Oklahoma entered the Union as the forty-sixth state on November 16, 1907. Five days later, The Beaver Herald, the Beaver County Oklahoma newspaper, carried this news, reporting in the headline that “The Brightest Star in the Constellation Now Shines for the 46th State—Oklahoma.”

The history of Oklahoma is tied to the early nineteenth-century use of this land for relocating the Native American population from the settled portions of the United States. Congress passed the Indian Removal Act on May 30, 1830, authorizing land grants in this open prairie, west of the Mississippi, in exchange for Native American property to the east. Oklahoma became the migration destination of Choctaw, Chickasaw, Creek, Seminole, and Cherokee tribes as the federal government coerced these peoples to relocate. Known as the “five civilized tribes,” these Native Americans of the south and southeastern United States were forced west by the enormous land hunger of this period. By 1880, sixty tribes had moved to Oklahoma where they created a government structure, landownership laws, and a thriving culture. Thus, the name Oklahoma is derived from the Choctaw Indian words “okla,” meaning people, and “humma,” meaning red.

Cheyenne Sun Dancer. Henry C. Chaufty, c1909. Panoramic Photographs. Prints & Photographs Division

In 1889 Congress opened part of the region, which the United States had acquired in 1803 under the terms of the Louisiana Purchase, to settlement by non-Native Americans. The Oklahoma Territory was organized in 1890. The new state of Oklahoma incorporated what remained of Indian Territory.

Home of Quanah Parker, near Cache, Okla.External [1900-1926?] Denver Public Library Digital CollectionsExternal

Ben Stimmel was among the first non-Native Americans to take advantage of the opportunity to settle in the Oklahoma Territory.
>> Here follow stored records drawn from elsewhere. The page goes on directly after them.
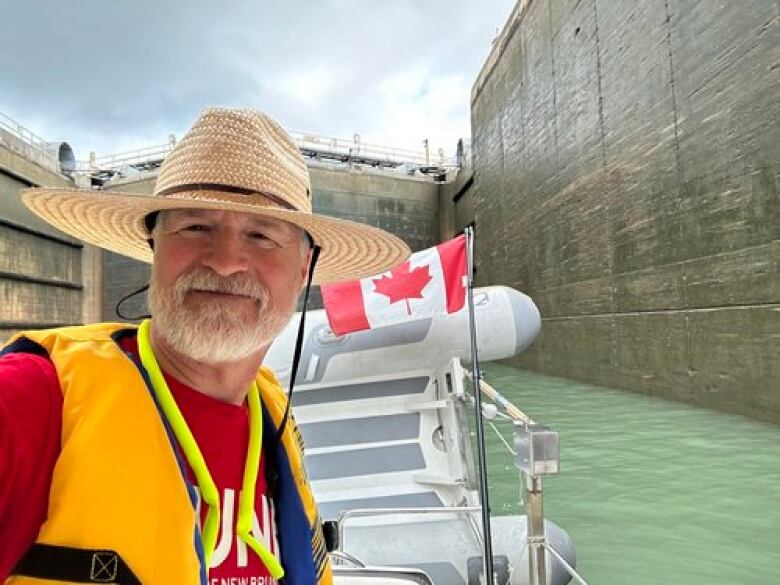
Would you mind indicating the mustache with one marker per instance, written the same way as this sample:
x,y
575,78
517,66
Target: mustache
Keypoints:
x,y
236,284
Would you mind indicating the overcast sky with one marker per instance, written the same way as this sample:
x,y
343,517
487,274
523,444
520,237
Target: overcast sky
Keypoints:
x,y
112,75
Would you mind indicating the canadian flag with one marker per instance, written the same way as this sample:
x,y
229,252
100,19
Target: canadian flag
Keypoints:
x,y
430,282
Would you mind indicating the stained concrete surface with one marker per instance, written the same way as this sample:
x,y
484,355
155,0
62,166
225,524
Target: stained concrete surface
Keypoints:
x,y
627,177
47,278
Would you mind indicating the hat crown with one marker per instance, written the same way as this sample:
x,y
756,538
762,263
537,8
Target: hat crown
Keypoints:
x,y
243,150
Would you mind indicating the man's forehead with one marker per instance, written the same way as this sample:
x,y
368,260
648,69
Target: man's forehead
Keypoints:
x,y
221,216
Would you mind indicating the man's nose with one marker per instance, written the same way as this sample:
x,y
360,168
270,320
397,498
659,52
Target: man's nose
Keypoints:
x,y
226,255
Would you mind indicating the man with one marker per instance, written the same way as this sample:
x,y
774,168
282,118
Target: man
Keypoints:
x,y
164,454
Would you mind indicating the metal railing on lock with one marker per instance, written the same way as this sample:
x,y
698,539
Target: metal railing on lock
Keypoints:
x,y
150,156
33,145
314,144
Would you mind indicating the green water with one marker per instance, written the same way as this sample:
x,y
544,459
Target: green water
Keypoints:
x,y
651,491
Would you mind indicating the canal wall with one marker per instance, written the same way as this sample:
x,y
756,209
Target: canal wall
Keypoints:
x,y
407,206
47,278
627,177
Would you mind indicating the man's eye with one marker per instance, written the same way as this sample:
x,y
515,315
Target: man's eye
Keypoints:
x,y
261,237
195,227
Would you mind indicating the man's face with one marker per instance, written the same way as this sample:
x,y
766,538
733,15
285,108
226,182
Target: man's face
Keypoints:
x,y
224,284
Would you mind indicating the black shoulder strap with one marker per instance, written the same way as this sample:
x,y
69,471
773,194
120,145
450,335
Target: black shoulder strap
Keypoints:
x,y
77,565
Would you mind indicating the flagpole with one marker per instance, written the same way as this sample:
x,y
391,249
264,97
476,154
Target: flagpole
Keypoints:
x,y
475,376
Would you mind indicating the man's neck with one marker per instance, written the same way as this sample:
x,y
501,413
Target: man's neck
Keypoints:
x,y
226,381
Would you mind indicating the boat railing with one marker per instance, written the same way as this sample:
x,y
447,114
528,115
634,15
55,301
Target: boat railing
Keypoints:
x,y
537,454
348,515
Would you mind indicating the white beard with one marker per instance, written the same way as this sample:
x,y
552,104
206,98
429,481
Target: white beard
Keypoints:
x,y
214,332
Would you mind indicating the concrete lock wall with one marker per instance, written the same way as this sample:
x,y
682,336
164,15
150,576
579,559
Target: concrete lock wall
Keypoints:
x,y
403,205
627,176
47,279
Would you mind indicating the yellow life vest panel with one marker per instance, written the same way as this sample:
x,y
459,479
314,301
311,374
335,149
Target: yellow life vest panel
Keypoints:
x,y
118,484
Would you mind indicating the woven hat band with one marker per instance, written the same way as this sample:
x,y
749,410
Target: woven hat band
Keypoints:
x,y
248,196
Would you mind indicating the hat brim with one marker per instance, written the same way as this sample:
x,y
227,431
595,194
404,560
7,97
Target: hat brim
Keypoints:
x,y
115,221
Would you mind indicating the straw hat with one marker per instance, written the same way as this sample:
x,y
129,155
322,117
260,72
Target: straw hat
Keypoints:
x,y
236,160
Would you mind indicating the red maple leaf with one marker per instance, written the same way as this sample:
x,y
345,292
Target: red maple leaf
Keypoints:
x,y
402,285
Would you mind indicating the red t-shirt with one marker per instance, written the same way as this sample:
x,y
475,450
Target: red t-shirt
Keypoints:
x,y
30,424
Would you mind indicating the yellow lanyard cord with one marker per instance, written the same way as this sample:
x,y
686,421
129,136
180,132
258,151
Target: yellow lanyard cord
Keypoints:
x,y
208,489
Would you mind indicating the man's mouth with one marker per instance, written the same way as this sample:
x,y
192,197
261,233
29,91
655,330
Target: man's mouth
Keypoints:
x,y
221,294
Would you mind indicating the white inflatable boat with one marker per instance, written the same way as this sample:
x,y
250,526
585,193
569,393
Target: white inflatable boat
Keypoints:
x,y
388,450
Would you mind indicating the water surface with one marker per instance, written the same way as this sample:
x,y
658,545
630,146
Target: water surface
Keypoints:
x,y
652,491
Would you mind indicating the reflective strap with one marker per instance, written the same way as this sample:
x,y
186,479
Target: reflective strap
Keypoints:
x,y
77,565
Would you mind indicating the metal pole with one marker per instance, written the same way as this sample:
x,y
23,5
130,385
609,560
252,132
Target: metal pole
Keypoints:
x,y
537,567
475,376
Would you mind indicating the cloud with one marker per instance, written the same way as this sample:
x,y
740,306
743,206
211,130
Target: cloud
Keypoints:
x,y
110,76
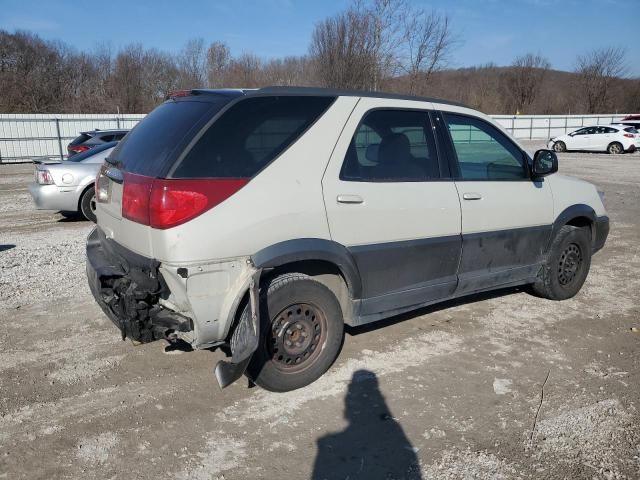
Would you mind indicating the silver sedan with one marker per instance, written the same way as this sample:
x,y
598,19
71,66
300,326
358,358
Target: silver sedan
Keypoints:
x,y
68,185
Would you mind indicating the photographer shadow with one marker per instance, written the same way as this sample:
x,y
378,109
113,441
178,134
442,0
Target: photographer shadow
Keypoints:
x,y
372,446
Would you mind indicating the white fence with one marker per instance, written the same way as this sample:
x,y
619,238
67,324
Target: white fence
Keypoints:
x,y
27,137
545,126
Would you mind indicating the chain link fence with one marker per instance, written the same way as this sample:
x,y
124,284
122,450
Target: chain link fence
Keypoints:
x,y
24,138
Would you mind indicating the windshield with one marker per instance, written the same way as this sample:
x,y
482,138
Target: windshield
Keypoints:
x,y
90,153
149,147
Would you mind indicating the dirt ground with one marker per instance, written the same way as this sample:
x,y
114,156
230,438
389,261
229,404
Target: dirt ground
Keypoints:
x,y
499,386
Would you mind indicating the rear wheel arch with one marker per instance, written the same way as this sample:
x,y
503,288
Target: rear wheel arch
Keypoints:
x,y
579,215
84,190
314,257
324,260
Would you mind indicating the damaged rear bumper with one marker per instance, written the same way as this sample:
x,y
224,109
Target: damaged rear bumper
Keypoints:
x,y
128,287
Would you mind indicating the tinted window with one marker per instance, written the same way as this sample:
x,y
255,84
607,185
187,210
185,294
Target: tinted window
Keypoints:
x,y
80,139
250,135
391,146
148,148
90,153
484,153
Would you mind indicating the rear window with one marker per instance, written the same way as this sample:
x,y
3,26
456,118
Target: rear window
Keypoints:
x,y
80,139
90,153
250,135
148,148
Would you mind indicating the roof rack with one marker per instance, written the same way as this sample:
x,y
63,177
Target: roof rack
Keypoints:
x,y
306,91
331,92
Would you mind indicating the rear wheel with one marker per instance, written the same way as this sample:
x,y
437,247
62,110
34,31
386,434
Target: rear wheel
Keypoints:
x,y
567,264
300,334
560,147
88,204
615,148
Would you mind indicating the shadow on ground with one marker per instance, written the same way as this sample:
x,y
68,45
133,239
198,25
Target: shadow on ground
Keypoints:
x,y
373,445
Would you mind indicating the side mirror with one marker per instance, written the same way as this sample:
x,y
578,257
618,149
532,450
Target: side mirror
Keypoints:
x,y
545,162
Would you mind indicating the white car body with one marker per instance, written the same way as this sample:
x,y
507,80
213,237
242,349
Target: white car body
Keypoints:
x,y
382,244
68,180
596,138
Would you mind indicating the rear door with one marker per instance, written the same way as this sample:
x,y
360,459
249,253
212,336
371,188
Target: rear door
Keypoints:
x,y
393,204
506,217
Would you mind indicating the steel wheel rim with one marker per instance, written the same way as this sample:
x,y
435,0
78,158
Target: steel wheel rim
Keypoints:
x,y
569,264
297,337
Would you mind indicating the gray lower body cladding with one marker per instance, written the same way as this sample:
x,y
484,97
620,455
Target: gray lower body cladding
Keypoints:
x,y
128,287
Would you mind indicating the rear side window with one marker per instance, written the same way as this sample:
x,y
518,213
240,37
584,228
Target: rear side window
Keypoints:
x,y
250,135
483,151
391,146
148,148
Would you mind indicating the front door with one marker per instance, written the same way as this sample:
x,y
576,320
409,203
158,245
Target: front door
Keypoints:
x,y
506,217
392,203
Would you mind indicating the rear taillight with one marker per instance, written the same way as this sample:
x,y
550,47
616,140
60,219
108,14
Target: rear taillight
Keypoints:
x,y
77,148
43,177
165,203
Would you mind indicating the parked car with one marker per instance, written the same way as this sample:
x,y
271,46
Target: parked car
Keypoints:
x,y
632,121
598,138
264,221
68,185
88,140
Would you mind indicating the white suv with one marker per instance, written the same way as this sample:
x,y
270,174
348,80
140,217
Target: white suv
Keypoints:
x,y
264,221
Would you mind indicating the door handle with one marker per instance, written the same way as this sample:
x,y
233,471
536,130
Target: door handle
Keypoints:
x,y
349,199
472,196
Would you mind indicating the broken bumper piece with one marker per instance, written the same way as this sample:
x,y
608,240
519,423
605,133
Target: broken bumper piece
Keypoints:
x,y
127,287
244,340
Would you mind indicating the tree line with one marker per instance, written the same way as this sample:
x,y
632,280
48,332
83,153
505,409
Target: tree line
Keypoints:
x,y
384,45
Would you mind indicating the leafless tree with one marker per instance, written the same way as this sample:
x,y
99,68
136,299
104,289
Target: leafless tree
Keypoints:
x,y
218,60
246,71
192,64
428,41
343,50
596,71
524,79
372,42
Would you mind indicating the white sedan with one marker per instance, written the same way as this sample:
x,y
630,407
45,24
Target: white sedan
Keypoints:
x,y
600,138
68,186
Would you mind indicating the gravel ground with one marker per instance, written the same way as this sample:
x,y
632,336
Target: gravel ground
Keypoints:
x,y
498,386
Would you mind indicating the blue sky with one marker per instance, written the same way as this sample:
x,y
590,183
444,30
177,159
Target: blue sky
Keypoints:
x,y
489,30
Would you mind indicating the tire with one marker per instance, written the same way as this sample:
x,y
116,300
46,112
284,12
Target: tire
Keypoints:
x,y
301,333
615,148
567,264
559,147
88,204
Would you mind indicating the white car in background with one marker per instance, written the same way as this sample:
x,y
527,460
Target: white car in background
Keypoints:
x,y
599,138
68,186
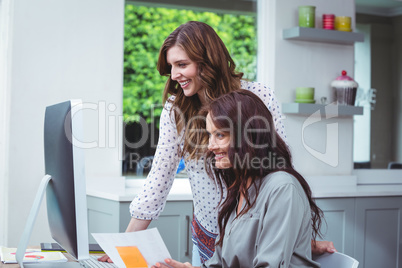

A native of Ohio, Stimmel had spent the 1880s mining gold in White Oaks, New Mexico. “We lived in White Oaks until September 1889,” Stimmel recalled, “when we set out in a covered wagon drawn by four horses, to go to Oklahoma to buy a farm. We had two children and two hound pups.” They settled in Hennessy, Oklahoma, Stimmel remembered, “where we built up a real nice farm and lived for twenty five years.” But on April 20, 1912, disaster struck:

A cyclone hit our farm. It took the roof off of our house, and destroyed our barn and all out buildings. We had a hundred Indian Runner ducks and after the storm we found them about half a mile from the house in a mud swamp, all dead. The family saw the cyclone coming and all got in the storm cellar. After the storm I salvaged what I could from the farm and left Oklahoma for Lincoln County, New Mexico, where they don’t have cyclones. I have lived here ever since.

[Ben Stimmel]. Edith L.Crawford, interviewer; Carrizozo, New Mexico. American Life Histories: Manuscripts from the Federal Writers’ Project, 1936 to 1940. Manuscript Division

Driving Cattle to Pasture. [Bliss, Oklahoma Territory] A.C. Abadie, camera; Thomas A. Edison, Inc., May 9, 1904. America at Work, America at Leisure: Motion Pictures from 1894 to 1915. Motion Picture, Broadcasting & Recorded Sound Division

Oklahoma was devastated by the weather conditions of the 1930s. Thousands of families migrated west, out of the Dust Bowl, to take advantage of the opportunities that California afforded.

Oklahoma Refugees. California. Dorothea Lange, photographer, Feb. 1936. Farm Security Administration/Office of War Information Black-and-White Negatives. Prints & Photographs Division

In the mid-1930s, Farm Security Administration (FSA) photographer Dorothea Lange traveled to Oklahoma to document the devastating effects of the Great Depression and seven-year drought, which had reduced the Southern Great Plains to a “Dust Bowl” unsuitable for farming. Lange’s work includes numerous images of Oklahoma farm families en route to and in California in search of a better life.

The popular image of this plains state changed with the premiere of the musical Oklahoma in 1943.

Richard Rodgers (seated at piano) and Oscar Hammerstein II. Richard Rodgers Collection, 1917-1980. Music Division

Richard Rodgers (1902-1979) and Oscar Hammerstein II (1895-1960) collaborated on some of the most popular musicals of the twentieth century. This joint effort, the 1943 production of Oklahoma, was set in Oklahoma Territory near Claremore in 1906, and focused on a young cowboy and his sweetheart.